M. Dumortier. - Il me semble que l’on pourra attendre à se décider relativement à cette route quand on discutera le budget général… Mais j’ai pris la parole pour présenter l’amendement suivant : « Ce crédit ne sera dépensé qu’autant que le gouvernement français fera de son côté procéder immédiatement à la continuation de la route sur son territoire. »
M. Dubois. - L’amendement étant l’expression de ce que je demande, je m’y rallie.
M. de Theux. - Il serait assez singulier d’insérer dans une loi une disposition semblable ; il serait plus convenable que le commissaire royal déclarât que la somme ne sera employée qu’autant que le gouvernement français continuera la route sur son territoire. (Bien ! bien !)
M. Teichmann, commissaire du Roi. - Si la chambre croit que ma déclaration est suffisante, je la ferai volontiers.

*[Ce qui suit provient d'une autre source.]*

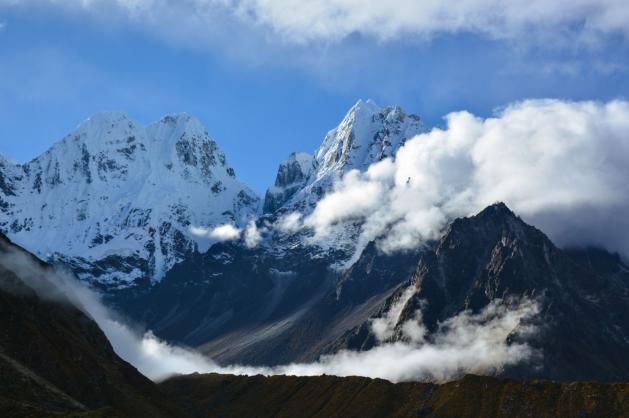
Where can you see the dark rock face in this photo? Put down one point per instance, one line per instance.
(54, 358)
(246, 306)
(583, 324)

Je m’engage, au nom du gouvernement, à ne faire exécuter l’empierrement de la digue du canal de Furnes à Dunkerque, qu’autant que le gouvernement français fera la même chose sur son territoire.
M. de Brouckere. - La déclaration suffit, et nous n’avons pas besoin d’autres garanties ; mais je voudrais qu’il en fût fait mention au procès-verbal.
M. d’Huart. - Et moi je préférerais que la condition fût insérée dans la loi ; on la montrerait au gouvernement français, ce qui pourrait l’engager à commencer son travail.
M. de Brouckere. - La déclaration est suffisante ; il serait singulier de mettre une disposition semblable dans la loi.
M. Dumortier. - Je ne pense pas qu’il y ait singularité à mettre l’amendement dans la loi ; l’année dernière vous avez bien inséré des clauses conservatrices dans les lois, vous pouvez en faire autant cette année. Au reste, je retire mon amendement.
- Plusieurs membres. - Aux voix ! aux voix !
M. Dubus. - Il résultera peut-être du vote de la chambre que 30,000 fr. sur 600,000 fr. ne seront pas employés cette année, tandis qu’il y a des travaux très urgents à exécuter. L’observation que je fais n’a pas pour but d’ajourner l’empierrement de la digue de Furnes à Dunkerque ; mais je crois qu’on pourrait attendre, pour voter l’allocation relative à ce travail, que nous en soyons au vote définitif du budget des dépenses. (Aux voix ! aux voix !)
- Le numéro 2 mis aux voix est adopté.
- La proposition de M. de Brouckere, ou la demande relative à l’insertion de la déclaration faite par M. Teichmann, au nom du gouvernement, dans le procès-verbal, est mise aux voix et adoptée.
La séance est levée à 4 heures et demie.